You could, but you don't have to. What I do for bind installs in a chroot
is to use the port, and add:

PORT_REPLACES_BASE_BIND8=       yes

in my /etc/make.conf. (You could also specify it on the command line.) The
only thing I do differently is to add:

CFLAGS+=        -static

to line 28 of the Makefile (right above the ".else" line in the
PORT_REPLACES_BASE_BIND8 .ifdef).

It's not totally necessary to compile everything static, the only thing
that you need (or should have) in the chroot directory is the named-xfer
binary. However having everything compiled statically makes it easier to
install the same package onto different systems.

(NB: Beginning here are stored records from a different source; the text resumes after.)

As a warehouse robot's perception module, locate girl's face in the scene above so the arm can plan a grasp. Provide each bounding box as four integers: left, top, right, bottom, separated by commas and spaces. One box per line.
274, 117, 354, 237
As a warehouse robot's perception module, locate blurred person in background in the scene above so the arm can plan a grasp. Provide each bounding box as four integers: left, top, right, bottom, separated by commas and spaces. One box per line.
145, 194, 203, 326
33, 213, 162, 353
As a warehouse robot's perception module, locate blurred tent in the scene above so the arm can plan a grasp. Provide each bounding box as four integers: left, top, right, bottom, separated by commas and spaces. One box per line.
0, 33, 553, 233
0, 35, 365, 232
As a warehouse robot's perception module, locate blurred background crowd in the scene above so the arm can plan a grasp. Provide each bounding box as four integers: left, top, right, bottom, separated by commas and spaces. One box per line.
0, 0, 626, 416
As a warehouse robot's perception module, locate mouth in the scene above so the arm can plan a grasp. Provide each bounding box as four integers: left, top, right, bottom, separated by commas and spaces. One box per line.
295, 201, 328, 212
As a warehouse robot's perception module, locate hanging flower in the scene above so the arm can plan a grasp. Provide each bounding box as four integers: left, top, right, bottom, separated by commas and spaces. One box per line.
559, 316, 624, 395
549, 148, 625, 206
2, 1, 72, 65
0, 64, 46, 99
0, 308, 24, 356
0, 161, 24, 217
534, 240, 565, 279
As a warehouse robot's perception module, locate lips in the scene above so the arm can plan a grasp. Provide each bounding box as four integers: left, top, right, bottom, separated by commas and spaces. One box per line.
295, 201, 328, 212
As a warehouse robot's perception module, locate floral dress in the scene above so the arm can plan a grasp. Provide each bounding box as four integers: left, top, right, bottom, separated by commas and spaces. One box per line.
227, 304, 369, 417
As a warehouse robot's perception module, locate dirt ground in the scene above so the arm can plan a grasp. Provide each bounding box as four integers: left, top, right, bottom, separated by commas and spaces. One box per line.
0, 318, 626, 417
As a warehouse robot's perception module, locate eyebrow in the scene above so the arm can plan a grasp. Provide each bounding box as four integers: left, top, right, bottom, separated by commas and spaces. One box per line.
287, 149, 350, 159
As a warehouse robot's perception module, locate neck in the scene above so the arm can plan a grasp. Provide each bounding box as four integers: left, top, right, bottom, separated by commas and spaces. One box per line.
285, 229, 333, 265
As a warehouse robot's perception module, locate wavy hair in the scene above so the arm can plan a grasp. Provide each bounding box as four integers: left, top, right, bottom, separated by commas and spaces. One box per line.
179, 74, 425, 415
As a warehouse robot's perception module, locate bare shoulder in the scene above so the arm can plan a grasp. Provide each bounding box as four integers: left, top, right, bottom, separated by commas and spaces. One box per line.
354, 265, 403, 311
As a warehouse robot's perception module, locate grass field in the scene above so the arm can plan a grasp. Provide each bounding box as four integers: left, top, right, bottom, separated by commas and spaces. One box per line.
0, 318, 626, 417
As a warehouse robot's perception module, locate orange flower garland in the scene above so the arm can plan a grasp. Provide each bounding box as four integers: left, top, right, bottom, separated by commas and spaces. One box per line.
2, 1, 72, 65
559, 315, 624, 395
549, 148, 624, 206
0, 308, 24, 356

Now, the secret to making the chroot stuff work the same way as the
non-chroot is to create just enough of the system in the chroot tree to
duplicate what named needs when running chroot'ed. This tree should look
exactly like the tree in the system, which allows the binaries that live
outside the chroot tree (specifically ndc) to see the same view regardless
of how named is operating (chroot'ed or not). I use /var/named for the top
of my chroot tree, but on my systems /var is its own file system. You
could just as easily use /usr/local/named, just be sure that whatever you
choose has enough space for all your files, both master and slave; and is
on a seperate file system from anything you care about, like /.

dev
etc/namedb/master
etc/namedb/slave
usr/libexec
var/dump
var/log
var/run

Of the last 3, only var/run is really needed. I use var/dump as my dumpdb
so that I don't have to make etc/namedb writable by user bind.
etc/namedb/slave should be writable by user bind however, so that named
can slave any zones it needs. You should copy the statically linked
/usr/libexec/named-xfer into usr/libexec/ in the chroot tree. You should
also use mknod to create dev/null in the chroot tree. If you want to use
syslog, you should start it with '-l /var/named/var/run/log' so that there
will be a socket in the chroot tree. Finally, I generally copy
/etc/localtime into etc/ in the chroot so that the named syslog entries
are in the same time zone as the base system. It's rather confusing if you
don't do this. :)

Now for the real magic. In the system /etc, either 'rm -r namedb', or mv
it to another name. Then do 'ln -s /var/named/etc/namedb' in /etc, and
then all of your binaries will behave the same regardless of whether
you're running chroot'ed or not. Once this is all set up, you can start
named with 'named -u bind -t/var/named' (or whatever you set up as your
chroot directory).

I realize that this is a rather complex thing to understand, however
running something as vulnerable as named chroot'ed is the least you should
be doing to make it as secure as possible. I'm working on updating the
documentation on this, but it's dropped pretty low on my project list.